A percepção de que o desenvolvimento só faria sentido se realmente significasse a
melhoria de vida e do bem estar de cada ser humano no planeta foi um avanço significativo. E
este desenvolvimento deveria conjugar tanto elementos liberais (presentes na valorização da
liberdade como uma necessidade essencial ao ser humano) quanto intervencionistas
(perceptíveis na ação do Estado como agente promotor das liberdades substantivas). Tal
percepção, fortemente influenciada pelo economista e filósofo indiano Amartya Sen, criador do
conceito de desenvolvimento humano (sintetizado pelo IDH, elaborado por Sen e Mahbuq) foi
prontamente adotada pelas Nações Unidas (e, obviamente, pelo PNUD) e influenciou seus
estados membros, sobretudo os países em desenvolvimento.

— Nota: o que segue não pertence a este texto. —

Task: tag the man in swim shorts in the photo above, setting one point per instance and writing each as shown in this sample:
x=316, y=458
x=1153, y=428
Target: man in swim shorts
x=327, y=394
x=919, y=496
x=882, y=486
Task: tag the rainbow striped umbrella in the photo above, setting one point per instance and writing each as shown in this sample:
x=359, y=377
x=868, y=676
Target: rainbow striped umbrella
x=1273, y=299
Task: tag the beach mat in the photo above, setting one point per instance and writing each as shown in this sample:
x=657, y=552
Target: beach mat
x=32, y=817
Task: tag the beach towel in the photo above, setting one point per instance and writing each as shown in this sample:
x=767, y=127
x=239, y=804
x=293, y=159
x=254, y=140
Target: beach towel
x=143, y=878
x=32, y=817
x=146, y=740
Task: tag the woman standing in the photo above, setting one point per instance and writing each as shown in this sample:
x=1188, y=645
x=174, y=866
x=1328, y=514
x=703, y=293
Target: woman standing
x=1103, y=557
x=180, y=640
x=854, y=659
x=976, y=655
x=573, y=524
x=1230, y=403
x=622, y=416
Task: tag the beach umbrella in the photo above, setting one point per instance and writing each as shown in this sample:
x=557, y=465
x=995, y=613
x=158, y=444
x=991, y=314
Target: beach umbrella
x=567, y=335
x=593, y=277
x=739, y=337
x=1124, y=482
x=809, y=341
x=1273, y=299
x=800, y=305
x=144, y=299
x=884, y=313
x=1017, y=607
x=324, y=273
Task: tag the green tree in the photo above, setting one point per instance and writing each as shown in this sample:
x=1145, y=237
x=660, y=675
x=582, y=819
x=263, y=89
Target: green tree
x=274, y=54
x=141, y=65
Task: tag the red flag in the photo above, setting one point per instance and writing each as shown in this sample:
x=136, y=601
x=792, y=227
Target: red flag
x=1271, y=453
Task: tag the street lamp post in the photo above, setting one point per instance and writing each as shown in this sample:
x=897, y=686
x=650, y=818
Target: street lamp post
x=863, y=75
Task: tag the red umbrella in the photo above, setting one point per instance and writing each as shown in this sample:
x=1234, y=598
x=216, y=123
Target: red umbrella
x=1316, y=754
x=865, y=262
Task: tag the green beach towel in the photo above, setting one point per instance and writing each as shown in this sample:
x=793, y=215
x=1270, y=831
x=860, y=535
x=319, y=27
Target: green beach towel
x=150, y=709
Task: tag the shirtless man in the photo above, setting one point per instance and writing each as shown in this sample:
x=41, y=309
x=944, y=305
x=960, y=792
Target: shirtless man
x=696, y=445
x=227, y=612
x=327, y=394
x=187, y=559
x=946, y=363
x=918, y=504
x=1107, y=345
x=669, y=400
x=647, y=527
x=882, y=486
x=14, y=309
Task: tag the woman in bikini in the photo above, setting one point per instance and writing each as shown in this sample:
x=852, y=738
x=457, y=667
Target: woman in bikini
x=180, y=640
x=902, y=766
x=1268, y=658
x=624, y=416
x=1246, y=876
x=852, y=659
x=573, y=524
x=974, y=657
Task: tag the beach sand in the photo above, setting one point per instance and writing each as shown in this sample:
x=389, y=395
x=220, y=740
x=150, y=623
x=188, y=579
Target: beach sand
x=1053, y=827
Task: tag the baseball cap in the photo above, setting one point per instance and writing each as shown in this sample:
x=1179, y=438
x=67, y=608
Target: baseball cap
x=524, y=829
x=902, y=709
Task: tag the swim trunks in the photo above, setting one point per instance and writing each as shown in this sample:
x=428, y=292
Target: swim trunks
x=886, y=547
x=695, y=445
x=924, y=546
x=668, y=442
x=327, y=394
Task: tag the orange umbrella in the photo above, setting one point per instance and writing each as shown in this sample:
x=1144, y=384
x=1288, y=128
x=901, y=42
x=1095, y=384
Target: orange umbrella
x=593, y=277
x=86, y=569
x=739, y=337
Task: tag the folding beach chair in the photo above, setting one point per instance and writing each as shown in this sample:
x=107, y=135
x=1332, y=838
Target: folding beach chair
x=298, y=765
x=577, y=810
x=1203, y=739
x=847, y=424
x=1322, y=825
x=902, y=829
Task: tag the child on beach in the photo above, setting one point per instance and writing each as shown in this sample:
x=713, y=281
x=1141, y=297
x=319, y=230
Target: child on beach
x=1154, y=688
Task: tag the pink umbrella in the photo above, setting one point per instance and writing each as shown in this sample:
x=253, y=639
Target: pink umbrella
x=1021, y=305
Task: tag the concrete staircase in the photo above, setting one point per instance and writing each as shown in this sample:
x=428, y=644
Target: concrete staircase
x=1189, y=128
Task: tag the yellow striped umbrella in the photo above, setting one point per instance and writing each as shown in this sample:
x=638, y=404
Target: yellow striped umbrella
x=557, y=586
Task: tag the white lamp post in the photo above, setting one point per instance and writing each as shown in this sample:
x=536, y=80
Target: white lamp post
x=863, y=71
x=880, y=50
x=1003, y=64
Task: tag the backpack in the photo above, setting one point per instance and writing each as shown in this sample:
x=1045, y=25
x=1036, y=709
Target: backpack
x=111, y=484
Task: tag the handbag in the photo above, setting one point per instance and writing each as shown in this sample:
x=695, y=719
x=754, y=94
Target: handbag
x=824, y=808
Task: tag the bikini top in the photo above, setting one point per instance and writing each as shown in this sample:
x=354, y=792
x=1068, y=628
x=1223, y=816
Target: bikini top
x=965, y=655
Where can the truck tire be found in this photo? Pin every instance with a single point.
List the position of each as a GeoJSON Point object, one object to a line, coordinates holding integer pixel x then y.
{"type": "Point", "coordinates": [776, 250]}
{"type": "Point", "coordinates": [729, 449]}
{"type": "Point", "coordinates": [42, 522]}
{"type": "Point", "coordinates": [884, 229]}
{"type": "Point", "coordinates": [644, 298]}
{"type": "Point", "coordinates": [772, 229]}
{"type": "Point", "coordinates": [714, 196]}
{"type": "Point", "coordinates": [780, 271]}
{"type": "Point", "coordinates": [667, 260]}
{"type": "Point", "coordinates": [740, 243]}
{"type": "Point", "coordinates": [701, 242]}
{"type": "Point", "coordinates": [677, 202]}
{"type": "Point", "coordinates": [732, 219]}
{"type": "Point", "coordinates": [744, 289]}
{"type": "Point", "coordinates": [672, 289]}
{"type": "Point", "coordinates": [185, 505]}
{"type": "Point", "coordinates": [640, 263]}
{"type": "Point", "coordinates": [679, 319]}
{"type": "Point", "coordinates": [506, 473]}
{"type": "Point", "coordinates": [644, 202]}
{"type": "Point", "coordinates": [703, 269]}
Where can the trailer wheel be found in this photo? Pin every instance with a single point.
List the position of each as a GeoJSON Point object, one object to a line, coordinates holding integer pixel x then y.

No Brasil, ficou clara a influência da concepção acima na implantação, pelo governo
federal, do programa Bolsa Família, sobretudo no que se refere aos seguintes aspectos: a) a
adoção, pelo governo, de outro índice sintético inspirado no IDH, o IDF (Índice de
Desenvolvimento Familiar), que permitiu aprofundar a aferição do desenvolvimento humano no
seio das famílias; b) o recebimento de dinheiro e não mais de benefícios diretos (como cestas
básicas), proporcionando maior liberdade de escolha e adequação às necessidades
específicas de cada família c) a mulher como receptora primária do benefício, tendo em vista
os estudos que apontavam o empoderamento das mães como fator de redução da mortalidade
infantil e de aumento do bem estar familiar; d) a atuação do estado para promover a liberdade
substantiva – acabar com a fome, doenças evitáveis, pobreza, promover educação das
crianças; e) o compromisso do governo brasileiro com os ODM (Objetivos de Desenvolvimento
do Milênio), propostos pela ONU. No entanto, não se pretende afirmar que há uma imposição
unidirecional de tais políticas pelos organismos internacionais, mas que esses se constituem
em um espaço plural de permanente disputa entre concepções e ideologias hegemônicas e
contra-hegemônicas, espaço onde o Brasil se insere não como membro passivo, receptor de
recomendações, mas também como ente que propõe, questiona e reflete sobre tais
concepções.
A redução das desigualdades sociais entre os países, as populações, os gêneros e
as regiões, a melhoria na qualidade de vida das famílias, a redução das doenças e da
mortalidade infantil e a melhoria da educação são atualmente objetivos tão importantes, dentro
21
da ONU, quanto a manutenção da segurança internacional. Esta, por meio de seus estudos
e orientações, consegue, em geral, avançar rumo a resultados satisfatórios quando as
recomendações são seguidas por entes estatais, os influenciando, mas também os
estimulando a desenvolverem estudos próprios de como atingir esses objetivos. Este estudo
aponta a necessidade de se continuar e aprofundar as pesquisas a respeito da eficiência de
tais programas, de forma a aperfeiçoá-los permanentemente.